The pro forma Aptiv is expected to be a high growth, high margin company with robust cash flows to support organic and inorganic investments in advanced products and technologies across diverse end markets, as well as return excess capital to shareholders. In the medium term, Aptiv is targeting mid-to-high single digit revenue growth, low-to-mid teens U.S. GAAP operating income margins, high-teens-to-low-twenties Adjusted EBITDA margins, and significant free cash flow for the company. The Company estimates that Aptiv had $12.1 billion in revenues, including intercompany sales to EDS that are currently eliminated in consolidation, $1.4 billion in U.S. GAAP operating income, and $2.3 billion in Adjusted EBITDA for 2024, excluding the EDS business to be separated.
EDS will be smaller and slower growth, and with much smaller margins:
EDS’s differentiated design and development capabilities enable the optimization of vehicle architecture systems and thereby reduce vehicle weight, mass, and costs for OEM customers. EDS’s full range of low voltage and high voltage power, signal, and data distribution solutions uniquely position the business to enable the increasing demand for feature rich, higher contented vehicles that require optimized vehicle architectures, including electric vehicles (“EV”). As EV penetration continues to outpace the growth in global vehicle production, EVs represent a key growth market for EDS.
In the medium term, Aptiv is targeting pro forma EDS to generate mid-single digit revenue growth, mid-to-high single digit GAAP operating income margins, high-single to low-double digit Adjusted EBITDA margins, and solid free cash flow. The Company estimates that EDS had $8.3 billion in revenues, $0.4 billion in U.S. GAAP operating income, and $0.8 billion in Adjusted EBITDA for 2024, excluding the Aptiv business from which it will be separated.
Aptiv comes to this spinoff with a long and mixed legacy of spinoffs and their results for shareholders. This appears to be a classic case of a company shedding a business with slim margins and slow growth, leaving behind a high growth, high margin business that they hope will be rewarded with a bigger multiple.

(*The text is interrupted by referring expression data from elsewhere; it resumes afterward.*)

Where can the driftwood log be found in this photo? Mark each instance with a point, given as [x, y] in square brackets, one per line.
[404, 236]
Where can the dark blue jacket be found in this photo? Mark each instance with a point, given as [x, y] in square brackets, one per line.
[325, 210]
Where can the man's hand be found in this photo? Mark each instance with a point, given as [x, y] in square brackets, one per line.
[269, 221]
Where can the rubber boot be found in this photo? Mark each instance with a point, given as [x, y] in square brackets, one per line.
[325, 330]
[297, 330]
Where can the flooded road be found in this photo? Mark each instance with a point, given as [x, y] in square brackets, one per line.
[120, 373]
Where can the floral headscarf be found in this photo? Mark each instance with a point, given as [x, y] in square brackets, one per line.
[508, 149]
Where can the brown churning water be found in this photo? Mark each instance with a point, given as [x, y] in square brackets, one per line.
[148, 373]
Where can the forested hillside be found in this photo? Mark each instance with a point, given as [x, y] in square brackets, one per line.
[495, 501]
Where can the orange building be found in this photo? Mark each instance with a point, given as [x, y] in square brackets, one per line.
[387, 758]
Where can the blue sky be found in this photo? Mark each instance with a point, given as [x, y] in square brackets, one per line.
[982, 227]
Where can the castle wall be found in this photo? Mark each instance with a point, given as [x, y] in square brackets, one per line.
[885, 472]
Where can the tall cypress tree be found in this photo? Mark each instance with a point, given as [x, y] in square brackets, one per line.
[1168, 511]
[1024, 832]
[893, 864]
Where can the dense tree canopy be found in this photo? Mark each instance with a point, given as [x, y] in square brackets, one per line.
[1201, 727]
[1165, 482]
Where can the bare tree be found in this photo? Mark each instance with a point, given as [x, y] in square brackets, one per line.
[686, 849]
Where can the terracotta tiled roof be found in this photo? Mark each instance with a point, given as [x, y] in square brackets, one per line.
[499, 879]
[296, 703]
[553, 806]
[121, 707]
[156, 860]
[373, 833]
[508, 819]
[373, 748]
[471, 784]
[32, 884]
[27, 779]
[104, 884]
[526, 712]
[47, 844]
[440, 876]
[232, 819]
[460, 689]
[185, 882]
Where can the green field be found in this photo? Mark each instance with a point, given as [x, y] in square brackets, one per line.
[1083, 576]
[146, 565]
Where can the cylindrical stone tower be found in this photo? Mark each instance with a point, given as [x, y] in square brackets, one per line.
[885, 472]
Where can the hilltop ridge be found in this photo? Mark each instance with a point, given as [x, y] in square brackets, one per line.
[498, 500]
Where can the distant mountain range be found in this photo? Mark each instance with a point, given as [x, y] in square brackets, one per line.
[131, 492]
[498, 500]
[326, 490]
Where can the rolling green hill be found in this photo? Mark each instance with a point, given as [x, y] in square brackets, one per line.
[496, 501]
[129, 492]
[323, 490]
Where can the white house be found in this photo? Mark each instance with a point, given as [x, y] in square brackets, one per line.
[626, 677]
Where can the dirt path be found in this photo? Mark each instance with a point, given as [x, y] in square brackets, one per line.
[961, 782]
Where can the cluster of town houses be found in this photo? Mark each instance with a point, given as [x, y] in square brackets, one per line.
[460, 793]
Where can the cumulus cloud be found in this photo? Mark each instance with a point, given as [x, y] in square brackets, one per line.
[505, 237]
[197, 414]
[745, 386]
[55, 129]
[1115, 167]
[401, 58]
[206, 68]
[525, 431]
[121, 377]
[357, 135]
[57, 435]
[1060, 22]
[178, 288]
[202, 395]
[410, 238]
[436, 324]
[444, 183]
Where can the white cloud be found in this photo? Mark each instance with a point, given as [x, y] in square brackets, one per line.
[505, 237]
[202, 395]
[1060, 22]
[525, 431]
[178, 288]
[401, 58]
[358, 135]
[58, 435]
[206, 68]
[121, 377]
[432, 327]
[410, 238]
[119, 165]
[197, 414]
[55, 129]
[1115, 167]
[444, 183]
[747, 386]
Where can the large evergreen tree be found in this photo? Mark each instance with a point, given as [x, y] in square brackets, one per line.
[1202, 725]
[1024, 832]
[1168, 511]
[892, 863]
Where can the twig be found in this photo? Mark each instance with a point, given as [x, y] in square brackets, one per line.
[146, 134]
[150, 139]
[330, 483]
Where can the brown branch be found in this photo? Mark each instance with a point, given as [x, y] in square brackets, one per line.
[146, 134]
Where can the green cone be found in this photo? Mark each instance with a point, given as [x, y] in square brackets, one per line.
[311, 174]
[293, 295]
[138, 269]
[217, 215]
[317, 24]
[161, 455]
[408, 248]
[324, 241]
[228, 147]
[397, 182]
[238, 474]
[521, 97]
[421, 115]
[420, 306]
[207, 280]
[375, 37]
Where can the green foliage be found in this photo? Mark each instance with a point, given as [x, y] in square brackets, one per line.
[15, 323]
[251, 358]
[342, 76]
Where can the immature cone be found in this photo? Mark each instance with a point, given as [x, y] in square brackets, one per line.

And that final piece of history we were coming back to? In 1984, GM purchased Ross Perot’s company, EDS(Electronic Data Systems). In 1996 GM completed its tax free spinoff of EDS. Aptiv’s EDS spinoff is not only the second EDS spinoff we know of, but both come from the same lineage of companies. What a delightful coincidence!
Disclosure: The author has no position in any stock mentioned, but did once own both GM and Delphi pre-bankruptcy. He also once rented a Chevy.